Eckhard nahm Rüstung und Schwert und war mit seinem streitbaren Ross bereits durch mehrere Flussniederungen geritten, als er am Abend in eine Herberge am Fuße des Neckars einkehrte.
Zwar war die Herberge bis auf das letzte Bett belegt, aber Eckhard verstand es, einem fahrenden Gesellen beim Kartenspiel dessen Bett abzugewinnen, so dass dieser mit einem Magen voller Wein und einem Kopf voller Ameisen knurrend seine Bettstatt im Stroh der Scheune bezog, während Eckhard auf gutem Lager ebenso guten Schlaf fand.

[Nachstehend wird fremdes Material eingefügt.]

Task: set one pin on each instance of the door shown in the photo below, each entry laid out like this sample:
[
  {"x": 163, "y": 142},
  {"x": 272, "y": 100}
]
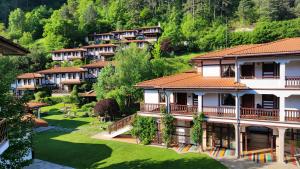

Doch in der Frühe des nächsten Morgens tauchte der fahrende Geselle wieder in der Gaststube der Herberge auf, um sich mit Eckhard anzulegen.
„Betrogen hast Du mich, Du Lump“, grölte er in den Morgen, „Deine Karten waren gezinkt, und während mich dein Wein besoffen machte, hast Du mich um mein bezahltes Lager und einen guten Schlaf gebracht!“
„Was sagst Du da?“ entgegnete Eckhard, der sich an diesem Morgen so ausgeruht und stark fühlte, dass er es mit zehn solcher Streithammel aufnehmen könnte,
„was hast Du gesagt?
Ich habe Dich betrogen?
Sag das noch einmal, und Du wirst es bereuen, Du alter Saufkopp.
Wer nicht verlieren kann, sollte nicht spielen!
Und jetzt scher Dich zum Teufel und lass mich in Ruhe frühstücken!“
Doch der fahrende Geselle, dessen Kraft auch nicht von schlechten Eltern war, gab keine Ruhe, und so ergab ein Wort das andere.
In der Gaststube der Herberge blickte man neugierig auf.
Einige Landsknechte verbaten sich die Ruhestörung, andere stachelten den fahrenden Gesellen an, sich nicht von irgendeinem Prahlhans die Butter vom Brot nehmen zu lassen.
Und schon war die größte Rauferei im Gange, die je in der Herberge ausgefochten wurde.
Nachdem Eckhard dem Fahrensmann einen solchen Hieb versetzt hatte, dass dieser glatt über zwei Tische in das Frühstück der Landsknechte geflogen war, stürzten sich gleich sechs Mann wutentbrannt auf Eckhard.
Doch noch ehe der Hahn auf dem Misthaufen im Hof zweimal gekräht hatte, lagen alle sieben, die Landsknechte und der fahrende Geselle, am Boden und bald darauf allesamt auf dem Misthaufen.
„Da gehört Ihr hin, Ihr Saukerle, die einen anständigen Reisenden nicht einmal in Ruhe frühstücken lassen!“ rief Eckhard und setzte sich in aller Seelenruhe wieder an den Tisch, und forderte noch mehr Wein, Brot und Schinken.
Eilfertig trug der Wirt auf, wie ihm geheißen, denn mit diesem schlagkräftigen Burschen wollte er sich nicht anlegen, dem sogar sechs Landsknechte nicht gewachsen waren.
Einer der Gäste im schwarzen Reisegewand mit großem Hut und breiter Krempe sah dem Schauspiel dieses Morgens mit großem Interesse zu.
Es war der Rittmeister des Grafen zu Leiningen, der auf der Suche nach wehrtüchtigen Recken außer Landes gezogen war.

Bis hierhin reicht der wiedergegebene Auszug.